AUGUST: OSAGE COUNTY played Toronto, Austin and AFI 2013 and was released last year in the USA, Israel and Brazil. It was released this month in Australia, New Zealand, Greece, Canada, Spain, Hungary and Kuwait. The movie was released this weekend in Singapore, the UK, Ireland, Iceland, Lithuania, Poland and Romania. It opens on January 30th in Italy and Macedonia; on February 5th in the Faroe Islands, Argentina and Denmark; on February 13th in Belgium; on February 26th in France, Hong Kong, Portugal, Finland and Sweden; on March 6th in Germany; on March 20th in the Netherlands and on April 18th in Japan.

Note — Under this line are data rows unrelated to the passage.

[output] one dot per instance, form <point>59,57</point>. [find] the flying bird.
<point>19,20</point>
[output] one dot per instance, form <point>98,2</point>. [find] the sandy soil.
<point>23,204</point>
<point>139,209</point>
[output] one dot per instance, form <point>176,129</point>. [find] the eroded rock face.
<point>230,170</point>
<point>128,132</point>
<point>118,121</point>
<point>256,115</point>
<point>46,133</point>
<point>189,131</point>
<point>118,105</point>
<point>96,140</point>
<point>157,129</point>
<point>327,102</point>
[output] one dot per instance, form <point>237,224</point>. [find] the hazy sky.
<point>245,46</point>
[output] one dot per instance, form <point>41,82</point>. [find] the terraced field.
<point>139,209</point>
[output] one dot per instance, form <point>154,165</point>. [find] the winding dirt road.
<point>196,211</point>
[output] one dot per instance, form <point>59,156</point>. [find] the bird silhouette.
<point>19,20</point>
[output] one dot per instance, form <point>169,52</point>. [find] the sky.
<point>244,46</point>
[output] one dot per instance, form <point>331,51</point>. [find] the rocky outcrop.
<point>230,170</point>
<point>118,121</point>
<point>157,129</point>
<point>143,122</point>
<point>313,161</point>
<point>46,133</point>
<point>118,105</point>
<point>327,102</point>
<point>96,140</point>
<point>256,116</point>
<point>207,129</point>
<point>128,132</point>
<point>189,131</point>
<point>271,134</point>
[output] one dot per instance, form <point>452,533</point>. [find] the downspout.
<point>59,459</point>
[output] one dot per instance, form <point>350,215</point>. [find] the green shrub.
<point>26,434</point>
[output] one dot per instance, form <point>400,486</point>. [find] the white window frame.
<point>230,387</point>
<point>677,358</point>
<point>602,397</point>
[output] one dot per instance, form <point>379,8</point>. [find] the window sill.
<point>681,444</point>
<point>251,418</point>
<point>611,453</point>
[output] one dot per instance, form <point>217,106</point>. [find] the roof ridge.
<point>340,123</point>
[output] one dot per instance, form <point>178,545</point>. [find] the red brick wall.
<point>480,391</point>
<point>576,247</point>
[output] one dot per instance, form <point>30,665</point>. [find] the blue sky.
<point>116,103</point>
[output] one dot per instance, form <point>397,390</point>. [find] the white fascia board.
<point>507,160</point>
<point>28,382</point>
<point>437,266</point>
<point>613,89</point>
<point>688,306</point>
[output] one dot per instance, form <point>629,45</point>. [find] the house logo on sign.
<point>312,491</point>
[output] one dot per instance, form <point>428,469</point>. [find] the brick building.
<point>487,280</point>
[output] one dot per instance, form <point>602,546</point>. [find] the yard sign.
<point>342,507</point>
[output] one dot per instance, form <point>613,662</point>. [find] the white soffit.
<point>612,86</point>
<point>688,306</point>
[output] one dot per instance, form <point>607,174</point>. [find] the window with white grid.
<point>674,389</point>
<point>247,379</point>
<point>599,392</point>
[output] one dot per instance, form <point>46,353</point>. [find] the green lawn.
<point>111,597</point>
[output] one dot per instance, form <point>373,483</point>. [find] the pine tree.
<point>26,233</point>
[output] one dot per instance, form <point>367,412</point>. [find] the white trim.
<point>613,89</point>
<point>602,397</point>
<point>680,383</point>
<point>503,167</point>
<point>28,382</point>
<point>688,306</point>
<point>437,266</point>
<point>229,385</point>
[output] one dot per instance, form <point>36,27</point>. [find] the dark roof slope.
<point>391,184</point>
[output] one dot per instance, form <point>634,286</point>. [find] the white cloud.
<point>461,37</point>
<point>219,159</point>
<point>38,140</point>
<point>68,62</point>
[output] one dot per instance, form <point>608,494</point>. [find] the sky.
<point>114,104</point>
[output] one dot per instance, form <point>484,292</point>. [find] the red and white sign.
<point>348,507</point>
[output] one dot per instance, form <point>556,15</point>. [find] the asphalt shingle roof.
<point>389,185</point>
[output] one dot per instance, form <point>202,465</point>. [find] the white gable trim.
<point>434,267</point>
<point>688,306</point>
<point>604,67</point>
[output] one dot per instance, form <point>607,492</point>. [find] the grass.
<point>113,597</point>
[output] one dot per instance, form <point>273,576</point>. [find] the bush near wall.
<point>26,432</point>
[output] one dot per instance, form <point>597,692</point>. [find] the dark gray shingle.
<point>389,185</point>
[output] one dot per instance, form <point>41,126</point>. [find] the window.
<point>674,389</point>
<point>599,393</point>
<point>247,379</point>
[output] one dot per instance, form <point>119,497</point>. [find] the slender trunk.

AUGUST: OSAGE COUNTY has a running time of 121 minutes and is rated R in the USA and 15 in the UK for strong language. 

Thursday, January 16, 2014

Oscars 2014 - Who Should Win; Who Will Win

The Oscars a grimy political business - studios shelling out PR campaigns that appeal the voting demographic that skews old, conservative and ex-actors.  You start seeing nasty little negative stories planted in The Hollywood Reporter and the more obvious than usual pimping out of the 'talent' at minor award ceremonies who's only real value is as a predictor for the big event.  The Oscars are not a judge of merit - just look at the iconic pictures that have been unrecognised. But they DO add to the bottom line.  And so, we Greedy Capitalist Bastards simply have to take them seriously.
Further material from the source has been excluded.